Figure: Crystal Interoperability approach using n:n adapters and a common IOS language (in blue colour)

“Today’s challenges in safety-critical systems engineering cannot be addressed by just one single-vendor tool chain because of the multiple engineering disciplines that are involved in the development process of such complex systems. A truly interoperable tool chain addresses the specific needs in each engineering discipline through best-of-breed capabilities while ensuring seamless integration of the results.”

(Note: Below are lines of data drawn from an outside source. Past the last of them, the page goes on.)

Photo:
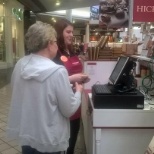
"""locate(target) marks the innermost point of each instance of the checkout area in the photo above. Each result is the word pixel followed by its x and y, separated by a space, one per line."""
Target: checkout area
pixel 109 128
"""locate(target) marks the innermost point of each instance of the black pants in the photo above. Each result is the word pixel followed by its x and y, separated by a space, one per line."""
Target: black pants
pixel 29 150
pixel 74 128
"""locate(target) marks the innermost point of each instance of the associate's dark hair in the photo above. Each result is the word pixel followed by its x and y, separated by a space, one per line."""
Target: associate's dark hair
pixel 59 26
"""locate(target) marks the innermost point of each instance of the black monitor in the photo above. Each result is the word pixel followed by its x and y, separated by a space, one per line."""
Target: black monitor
pixel 120 69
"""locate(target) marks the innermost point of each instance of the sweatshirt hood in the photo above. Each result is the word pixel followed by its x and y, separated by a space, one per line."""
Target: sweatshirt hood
pixel 37 67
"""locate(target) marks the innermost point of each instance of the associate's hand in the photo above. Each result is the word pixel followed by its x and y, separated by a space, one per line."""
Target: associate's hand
pixel 78 87
pixel 80 78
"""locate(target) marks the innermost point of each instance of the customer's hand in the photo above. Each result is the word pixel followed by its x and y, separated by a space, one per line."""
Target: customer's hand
pixel 78 87
pixel 80 78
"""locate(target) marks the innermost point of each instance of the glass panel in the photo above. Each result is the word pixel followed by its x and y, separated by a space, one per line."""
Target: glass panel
pixel 2 34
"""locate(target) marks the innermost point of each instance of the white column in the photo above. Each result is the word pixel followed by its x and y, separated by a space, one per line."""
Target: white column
pixel 87 33
pixel 8 34
pixel 69 15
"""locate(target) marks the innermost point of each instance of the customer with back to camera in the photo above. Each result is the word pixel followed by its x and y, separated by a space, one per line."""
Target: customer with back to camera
pixel 65 56
pixel 42 97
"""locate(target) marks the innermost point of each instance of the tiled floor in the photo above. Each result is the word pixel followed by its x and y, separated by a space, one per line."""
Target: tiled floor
pixel 10 146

“Our product development strategy at PTC now includes the use of OSLC as open and standardized approach to future-proof tool integrations. Our new OSLC-based interfaces will not only provide better tool interoperability for our customers and partners, but also allow us to shift the energies that we previously spent on tool-specific integrations to the implementation of new innovative functionalities.” (Christoph Bräuchle - PTC, Development Director)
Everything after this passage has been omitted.